Everyone had their secrets, and mine were just a little darker than most. My family legacy was shrouded in secrets, taught from an incredibly young age that we never spoke of what we did. Although a few close friends knew, for the most part, everyone else thought we were a normal family from old money. For what I had planned, I would need the help of my father. That meant coming clean and letting them know I had found my AnamCara, something prized amongst my family. It would also mean I would have to tell them that I wasn’t her only one.

It’s something I was dreading. My father was going to lose his shit when he found out I shared my AnamCara with two other guys. It would take some wheeling and dealing to get him to agree to leave them be and not take them out, but I was willing to do anything it took to protect Phee. My dad would eliminate anyone that stood in my way, so coming to him with the information I had, should be enough to placate him.

“At least wait until she can have some say in all this man,” the fear that was present before ebbing away to allow the sadness to overtake him. I couldn’t really hold it against him; Logan had been through hell and back this last week.

After the initial panic had died down, Logan opened up about everything, the diary, how his aunt and uncle lied to him, how his parents tried to make out that they were doing what they thought was best, and how all he could think of was finding Phee and making it all right again. And as much as I loathe to admit, he was trying to do the right thing that day, and if I was honest with myself, I would have done the same thing.

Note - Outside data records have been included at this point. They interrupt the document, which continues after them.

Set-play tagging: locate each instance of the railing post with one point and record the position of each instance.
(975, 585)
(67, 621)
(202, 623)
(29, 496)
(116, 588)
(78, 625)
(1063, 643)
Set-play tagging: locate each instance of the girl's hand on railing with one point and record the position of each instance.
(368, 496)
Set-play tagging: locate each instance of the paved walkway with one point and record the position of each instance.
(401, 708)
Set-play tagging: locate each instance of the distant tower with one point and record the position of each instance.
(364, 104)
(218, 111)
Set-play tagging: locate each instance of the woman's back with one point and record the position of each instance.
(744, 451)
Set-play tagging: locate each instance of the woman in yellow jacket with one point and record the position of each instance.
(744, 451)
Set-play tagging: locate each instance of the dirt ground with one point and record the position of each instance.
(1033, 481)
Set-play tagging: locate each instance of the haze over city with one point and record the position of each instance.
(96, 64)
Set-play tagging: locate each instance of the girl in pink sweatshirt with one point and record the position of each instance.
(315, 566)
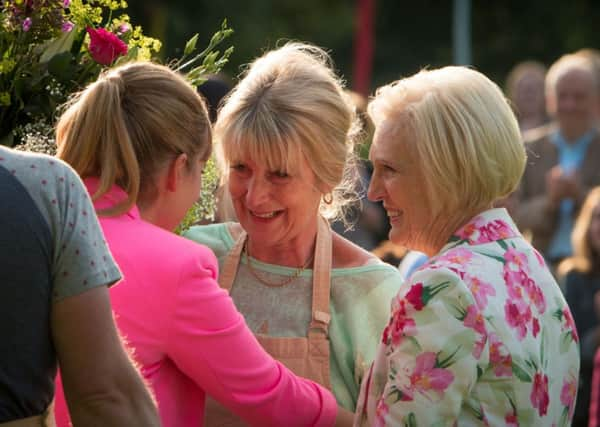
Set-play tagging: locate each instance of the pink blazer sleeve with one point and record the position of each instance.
(208, 340)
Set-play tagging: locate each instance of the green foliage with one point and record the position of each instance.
(204, 208)
(46, 56)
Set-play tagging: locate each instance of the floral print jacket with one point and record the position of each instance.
(480, 335)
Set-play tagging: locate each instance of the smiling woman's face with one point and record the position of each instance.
(273, 206)
(594, 230)
(399, 183)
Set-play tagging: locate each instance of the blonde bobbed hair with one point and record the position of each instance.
(465, 134)
(585, 258)
(125, 127)
(290, 104)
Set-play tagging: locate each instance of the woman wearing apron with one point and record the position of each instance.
(315, 301)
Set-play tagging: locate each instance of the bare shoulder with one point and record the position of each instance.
(346, 254)
(235, 229)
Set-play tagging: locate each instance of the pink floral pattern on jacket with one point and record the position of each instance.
(480, 335)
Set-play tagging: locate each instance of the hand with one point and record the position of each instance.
(556, 183)
(573, 186)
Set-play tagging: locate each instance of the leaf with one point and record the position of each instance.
(520, 372)
(502, 244)
(411, 420)
(565, 342)
(190, 46)
(58, 45)
(525, 417)
(455, 348)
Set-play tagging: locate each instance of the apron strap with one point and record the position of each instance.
(320, 316)
(319, 324)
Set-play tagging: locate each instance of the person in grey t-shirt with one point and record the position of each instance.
(54, 307)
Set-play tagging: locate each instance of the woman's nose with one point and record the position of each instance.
(373, 192)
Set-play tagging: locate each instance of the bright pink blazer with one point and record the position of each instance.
(189, 338)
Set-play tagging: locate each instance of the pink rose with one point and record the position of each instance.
(27, 24)
(105, 47)
(415, 296)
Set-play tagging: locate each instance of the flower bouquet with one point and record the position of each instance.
(52, 48)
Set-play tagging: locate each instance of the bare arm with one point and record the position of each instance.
(101, 385)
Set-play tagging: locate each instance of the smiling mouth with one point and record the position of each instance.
(264, 215)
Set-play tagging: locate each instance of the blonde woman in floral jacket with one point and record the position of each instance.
(479, 335)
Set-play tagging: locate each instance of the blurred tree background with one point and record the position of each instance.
(408, 35)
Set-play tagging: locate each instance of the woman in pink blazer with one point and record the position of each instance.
(139, 137)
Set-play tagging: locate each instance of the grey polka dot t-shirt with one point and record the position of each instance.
(51, 247)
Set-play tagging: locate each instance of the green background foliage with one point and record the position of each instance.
(409, 35)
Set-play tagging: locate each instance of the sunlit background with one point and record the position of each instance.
(376, 41)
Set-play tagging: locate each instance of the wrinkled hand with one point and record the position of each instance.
(573, 185)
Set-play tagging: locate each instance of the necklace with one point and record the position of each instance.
(288, 280)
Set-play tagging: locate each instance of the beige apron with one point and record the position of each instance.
(44, 420)
(307, 357)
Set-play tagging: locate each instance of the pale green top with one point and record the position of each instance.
(360, 307)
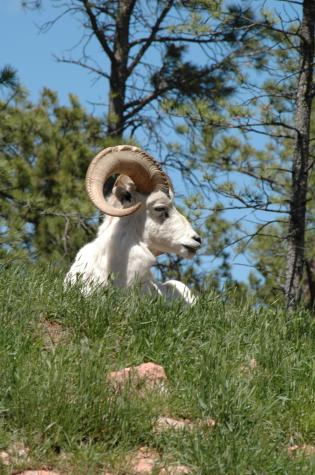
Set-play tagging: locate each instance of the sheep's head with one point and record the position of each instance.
(142, 189)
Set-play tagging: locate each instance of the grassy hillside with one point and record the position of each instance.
(251, 369)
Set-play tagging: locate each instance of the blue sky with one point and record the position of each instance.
(32, 54)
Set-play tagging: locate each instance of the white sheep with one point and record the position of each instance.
(142, 222)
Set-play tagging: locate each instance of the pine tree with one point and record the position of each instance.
(45, 150)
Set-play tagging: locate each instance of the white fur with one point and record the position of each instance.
(125, 248)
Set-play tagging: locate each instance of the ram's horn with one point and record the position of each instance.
(145, 172)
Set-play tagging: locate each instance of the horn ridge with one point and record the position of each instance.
(143, 169)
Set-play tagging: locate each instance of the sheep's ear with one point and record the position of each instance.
(124, 189)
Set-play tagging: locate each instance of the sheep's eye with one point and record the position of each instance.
(163, 210)
(160, 209)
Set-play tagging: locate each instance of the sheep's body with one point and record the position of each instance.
(125, 248)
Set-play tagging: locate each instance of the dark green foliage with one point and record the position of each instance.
(45, 151)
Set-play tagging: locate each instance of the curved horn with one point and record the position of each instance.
(145, 172)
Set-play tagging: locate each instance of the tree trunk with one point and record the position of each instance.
(300, 166)
(119, 70)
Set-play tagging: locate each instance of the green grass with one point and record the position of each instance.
(58, 402)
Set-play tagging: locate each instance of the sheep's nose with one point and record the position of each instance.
(197, 238)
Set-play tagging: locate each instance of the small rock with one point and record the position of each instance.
(165, 423)
(5, 458)
(53, 333)
(144, 462)
(176, 470)
(152, 375)
(38, 472)
(209, 422)
(304, 449)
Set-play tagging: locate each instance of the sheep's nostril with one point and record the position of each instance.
(197, 238)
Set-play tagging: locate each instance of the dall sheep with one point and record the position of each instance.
(141, 223)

“I don’t think it’s wise to involve her,” Jonah finally added, deciding to join the conversation. He came jogging up behind us. It’s evident that he has been struggling to come to terms with what has happened. He stares at Phee for a moment, his throat bobbing as he struggled to tap down his emotions. “She’s been through enough already. Hell, we don’t even know what this whole ordeal has fucking done to her, and you want to wait and ask her what we should do to that prick?”

“So what? You want to take the choice away from her?” It’s the way Logan says it that has me rethinking how I want to handle things. “If we do that, we’d be no better than that asshole.”

“Man’s got a point there, J’. Kyle has taken so much from her,” voicing my agreement, as much as it pains me to admit. We would be no better than the piece of shit currently facing the wrath of Damon. “We can’t do this without involving her. They need to pay, and she will need closure.”

“I just don’t think it’s wise to go asking her what she wants to do.” Scrubbing his hand across the back of his neck, Jonah sighs. This guy is usually so put together; looking at him now, though, the guy’s a fucking mess. He was in desperate need of a razor, his five o’clock shadow was more like a patchy forest. Out of all of us, he took her going missing the hardest. “What if she decides to kill them?”

“Then I’ll be there helping her pull the fucking trigger,” I vowed, making the solemn promise as we start heading into the ER.

Chapter Five - Kyle

Every time I close my eyes, all I see is my Kitten bent over while I slammed my dick into her again and again that last time. Her arms bound together then hitched onto the bedposts. Smiling while running my hand down over the markings made when my flogger bit into her porcelain skin only days before. So responsive. So mine.